At Coed Derw, the transmit beams point back eastwards, towards the parent Betws y Coed relay site, and illuminates that side of the Conwy valley which is shielded from the main site. The other beam points roughly southward, illuminating the southern shaded area.

Coed Derw was originally a BBC landlord site which entered service in June 1988.




Some idea of the problems involved in locating a pole in a forest. The aerials only just peep over the tree canopy, and are all that can be seen of the station from the town (provided you know exactly where to look)

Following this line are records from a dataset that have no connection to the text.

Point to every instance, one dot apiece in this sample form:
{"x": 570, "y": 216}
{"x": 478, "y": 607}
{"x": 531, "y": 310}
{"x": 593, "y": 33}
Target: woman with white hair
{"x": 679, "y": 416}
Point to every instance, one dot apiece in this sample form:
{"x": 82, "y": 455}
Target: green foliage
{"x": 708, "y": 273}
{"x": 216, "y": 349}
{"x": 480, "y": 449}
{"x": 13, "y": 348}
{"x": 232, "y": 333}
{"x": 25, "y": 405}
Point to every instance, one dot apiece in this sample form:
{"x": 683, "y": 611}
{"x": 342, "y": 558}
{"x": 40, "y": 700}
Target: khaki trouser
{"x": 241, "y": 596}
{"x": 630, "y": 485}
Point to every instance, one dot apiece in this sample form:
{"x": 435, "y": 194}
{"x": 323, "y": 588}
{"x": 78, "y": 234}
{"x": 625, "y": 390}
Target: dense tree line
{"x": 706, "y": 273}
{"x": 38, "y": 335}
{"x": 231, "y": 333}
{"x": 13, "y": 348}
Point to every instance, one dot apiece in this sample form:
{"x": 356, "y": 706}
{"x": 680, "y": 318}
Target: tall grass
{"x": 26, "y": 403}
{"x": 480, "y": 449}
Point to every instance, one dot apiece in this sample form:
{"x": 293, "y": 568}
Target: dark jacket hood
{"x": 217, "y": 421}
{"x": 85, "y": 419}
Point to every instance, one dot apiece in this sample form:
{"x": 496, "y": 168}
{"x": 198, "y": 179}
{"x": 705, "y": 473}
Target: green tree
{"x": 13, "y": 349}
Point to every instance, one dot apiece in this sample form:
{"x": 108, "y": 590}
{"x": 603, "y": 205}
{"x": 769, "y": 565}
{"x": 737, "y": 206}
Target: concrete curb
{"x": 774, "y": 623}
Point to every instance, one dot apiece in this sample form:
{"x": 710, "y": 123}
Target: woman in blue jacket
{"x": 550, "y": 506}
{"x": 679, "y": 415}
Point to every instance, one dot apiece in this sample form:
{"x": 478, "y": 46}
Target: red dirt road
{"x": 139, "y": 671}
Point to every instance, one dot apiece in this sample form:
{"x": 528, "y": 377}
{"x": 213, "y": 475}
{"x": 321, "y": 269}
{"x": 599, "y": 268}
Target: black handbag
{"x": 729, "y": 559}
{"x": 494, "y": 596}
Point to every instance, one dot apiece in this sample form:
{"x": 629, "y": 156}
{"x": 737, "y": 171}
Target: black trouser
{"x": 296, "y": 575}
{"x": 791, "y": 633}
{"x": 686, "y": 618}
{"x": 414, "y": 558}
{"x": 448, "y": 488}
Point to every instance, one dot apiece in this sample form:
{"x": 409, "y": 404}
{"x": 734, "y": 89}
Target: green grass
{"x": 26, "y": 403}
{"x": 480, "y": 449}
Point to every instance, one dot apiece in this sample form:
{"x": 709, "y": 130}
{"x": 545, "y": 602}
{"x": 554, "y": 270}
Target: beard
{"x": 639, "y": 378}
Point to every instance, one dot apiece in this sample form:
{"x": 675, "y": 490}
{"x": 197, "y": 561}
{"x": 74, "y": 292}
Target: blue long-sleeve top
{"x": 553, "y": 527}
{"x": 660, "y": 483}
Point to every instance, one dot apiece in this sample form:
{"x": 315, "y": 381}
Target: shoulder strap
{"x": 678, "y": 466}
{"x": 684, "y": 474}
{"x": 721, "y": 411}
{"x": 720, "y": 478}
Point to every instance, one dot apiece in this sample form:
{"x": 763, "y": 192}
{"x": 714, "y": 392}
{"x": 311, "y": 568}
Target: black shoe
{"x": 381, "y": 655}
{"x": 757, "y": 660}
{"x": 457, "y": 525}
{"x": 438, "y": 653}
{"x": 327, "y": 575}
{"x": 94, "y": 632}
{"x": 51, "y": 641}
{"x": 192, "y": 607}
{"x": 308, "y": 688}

The cabin. The site is completely unfenced: the bottom section of the pole is wrapped with barbed-wire to discourage casual climbing. The station ID plate is missing from the cabin door.


The pole top, looking south-west. Four tiers of crossed vertical log-periodic aerials for transmit: single log-periodic vertical on Betws y Coed relay for Rx RBL. The usual telegraph-pole style climbing rungs start well above the barbed-wire wrap.


Looking east.


The RBL aerial, and the pole splice. These poles are sectioned into two for ease of delivery before being delivered to site. They are then rejoined using a scarf-type joint and held together with two steel bands. Note the diagonal line of the joint between the bands.


Full frontal view of the array.


No landscape view is available from the site, thanks to the trees. But if the Rx aerial had eyes, this is much what it would see (photo actually taken from further up the track). Betws-y-Coed relay, just over 2 miles distant by my reckoning.


Behind the scenes. That circular object at the top of the pole is the underside view of a power-splitting transformer - 1 input, 4 outputs - that feeds one beam (4 logs) of the Tx array. There is an identical unit round the other side of the pole, feeding the other beam. The inputs of these transformers will be fed from another, two-way power splitter, out of view in the clutter behind the aerials. This two-way splitter will not necessarily give equal powers at its outputs: in this installation it is likely that the easterly beam will get less power than the southerly one. NB in this view, the pole appears to be bent. In fact it is, somewhat - but not as badly as this foreshortened view suggests.


A notice attached to the base of the pole. Hortech appear to be an outfit specialising, amongst other things, in arboriculture, so it looks as if CCI are putting this inspection work out to specialists.